There are many for whom the words “Radiohead side-project” would cause an instant, involuntary orgasm. Those people might want to book a couple of days off work after the first taste of The Smile, a band consisting of Radiohead’s Thom Yorke and Jonny Greenwood and UK jazz group Sons of Kemet’s Tom Skinner, with their debut single “You Will Never Work In Television Again” just released. The wry, referential humour displayed in the track title alone is prime Yorke, and perhaps hints at a more playful side of the singer, one willing to have a chuckle through the crushing misery of the human condition.
“You Will Never Work In Television Again” delivers terse, frantic indie rock which eschews many of Radiohead’s more lofty ambitions and opts instead for a driving, stripped back approach, naturally descending into chaos. There is nothing proggy to be found here and very little extraneous elements, the three-piece remaining vigilant and ever conscious of waste. The sound is a return to the raw and basic essence which famous artists only seem to be able to achieve through side-projects.
Greenwood’s fuzzed up riff and Skinner’s frenetic drums play off each other to create a sense of urgency which doesn’t have time for lengthy avant-garde excursions. Thom Yorke not only looks like an Exquisite Corpse, he also seems to be applying the surrealist lyrical technique to this single at first, belting out disjointed non-sequiturs with abandon rarely seen in his stadium persona. As the track progresses and the mood intensifies, the object of Yorke’s ire is revealed as the Weinsteins of the entertainment industry and the vitriol flies. “Some kid, in golden chains, two slippery ropes/A lonely stitch, left to be unpicked, including my left foot/Let the lights down low, bunga bunga or/You’ll never work in television again.”

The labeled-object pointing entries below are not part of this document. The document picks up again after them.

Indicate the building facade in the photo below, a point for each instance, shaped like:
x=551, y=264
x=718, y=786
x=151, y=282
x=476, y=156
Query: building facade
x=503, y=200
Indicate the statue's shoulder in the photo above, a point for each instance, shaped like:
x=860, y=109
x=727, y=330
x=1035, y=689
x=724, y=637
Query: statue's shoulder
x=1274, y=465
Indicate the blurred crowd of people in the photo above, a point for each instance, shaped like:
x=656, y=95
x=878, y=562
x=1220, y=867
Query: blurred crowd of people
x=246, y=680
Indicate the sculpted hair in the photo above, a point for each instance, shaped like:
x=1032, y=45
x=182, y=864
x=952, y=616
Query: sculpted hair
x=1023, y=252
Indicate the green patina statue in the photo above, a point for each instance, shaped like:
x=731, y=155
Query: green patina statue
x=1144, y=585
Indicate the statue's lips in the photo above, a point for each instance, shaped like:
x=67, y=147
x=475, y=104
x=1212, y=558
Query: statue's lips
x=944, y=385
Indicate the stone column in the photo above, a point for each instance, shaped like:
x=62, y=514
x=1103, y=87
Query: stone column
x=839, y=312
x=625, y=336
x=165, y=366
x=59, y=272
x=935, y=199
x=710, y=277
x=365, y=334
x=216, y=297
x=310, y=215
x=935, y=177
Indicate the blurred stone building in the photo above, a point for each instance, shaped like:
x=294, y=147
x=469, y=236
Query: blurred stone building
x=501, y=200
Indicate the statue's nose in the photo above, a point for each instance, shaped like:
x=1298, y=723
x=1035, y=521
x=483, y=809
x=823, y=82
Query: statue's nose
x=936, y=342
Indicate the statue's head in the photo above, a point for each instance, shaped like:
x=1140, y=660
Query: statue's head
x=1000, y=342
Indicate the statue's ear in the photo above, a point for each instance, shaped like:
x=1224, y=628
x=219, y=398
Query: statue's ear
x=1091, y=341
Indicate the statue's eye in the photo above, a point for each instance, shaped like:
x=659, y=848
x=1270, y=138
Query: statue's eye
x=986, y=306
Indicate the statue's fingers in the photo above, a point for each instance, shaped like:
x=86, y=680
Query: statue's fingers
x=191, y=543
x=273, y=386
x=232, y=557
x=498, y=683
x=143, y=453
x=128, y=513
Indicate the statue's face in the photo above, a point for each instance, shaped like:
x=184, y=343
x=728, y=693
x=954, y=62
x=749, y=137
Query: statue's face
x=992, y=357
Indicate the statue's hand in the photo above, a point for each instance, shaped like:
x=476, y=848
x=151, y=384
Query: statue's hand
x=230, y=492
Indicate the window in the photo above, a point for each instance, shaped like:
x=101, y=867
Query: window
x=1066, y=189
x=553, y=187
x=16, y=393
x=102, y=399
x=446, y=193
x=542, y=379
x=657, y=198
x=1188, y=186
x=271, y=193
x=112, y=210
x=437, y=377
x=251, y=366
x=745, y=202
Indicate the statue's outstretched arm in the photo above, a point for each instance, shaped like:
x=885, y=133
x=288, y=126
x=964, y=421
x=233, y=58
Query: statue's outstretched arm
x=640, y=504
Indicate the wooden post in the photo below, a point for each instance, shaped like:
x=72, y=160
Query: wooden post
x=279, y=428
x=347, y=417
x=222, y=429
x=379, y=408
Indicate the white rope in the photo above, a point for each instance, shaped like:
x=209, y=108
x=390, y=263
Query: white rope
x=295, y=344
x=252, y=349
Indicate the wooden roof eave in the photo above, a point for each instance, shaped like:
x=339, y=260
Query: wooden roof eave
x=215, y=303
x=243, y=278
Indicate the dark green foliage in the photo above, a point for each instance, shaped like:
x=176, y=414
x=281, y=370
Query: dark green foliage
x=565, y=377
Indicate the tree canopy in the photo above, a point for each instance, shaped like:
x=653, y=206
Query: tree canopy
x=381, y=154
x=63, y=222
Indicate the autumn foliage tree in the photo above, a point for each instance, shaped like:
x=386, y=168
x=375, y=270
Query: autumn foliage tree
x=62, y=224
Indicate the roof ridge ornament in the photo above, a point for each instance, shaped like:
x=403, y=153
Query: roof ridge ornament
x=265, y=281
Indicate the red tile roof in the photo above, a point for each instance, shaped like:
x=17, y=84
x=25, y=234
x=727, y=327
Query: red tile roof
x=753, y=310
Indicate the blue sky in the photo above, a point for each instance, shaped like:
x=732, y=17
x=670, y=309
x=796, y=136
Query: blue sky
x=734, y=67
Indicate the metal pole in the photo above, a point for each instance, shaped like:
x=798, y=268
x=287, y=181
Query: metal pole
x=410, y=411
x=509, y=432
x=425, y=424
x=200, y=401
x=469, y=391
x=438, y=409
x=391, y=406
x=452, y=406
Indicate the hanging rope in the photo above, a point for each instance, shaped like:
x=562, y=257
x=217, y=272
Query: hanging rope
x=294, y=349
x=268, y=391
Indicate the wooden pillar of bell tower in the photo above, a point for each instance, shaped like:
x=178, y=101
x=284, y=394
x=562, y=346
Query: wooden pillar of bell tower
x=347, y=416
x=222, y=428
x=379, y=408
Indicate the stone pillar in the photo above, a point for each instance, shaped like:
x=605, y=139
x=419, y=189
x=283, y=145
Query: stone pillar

While the obtuse, poetic element remains, the lyrics and music are focused and precise with the constant potential to slip into madness. Yorke’s Travis Bickle-like obsession with tackling the filth and the slime of the present day coupled with the simple joys of strings and skins provide a refreshing, potent change to the antipathy dominating guitar music currently. Whether The Smile are intending to maintain the same energy throughout a full project surely needs to be addressed, as it shall be in their imminent debut album, which is tantalisingly at the track-listing stage. More news as it happens, make sure you have plenty of annual leave spare.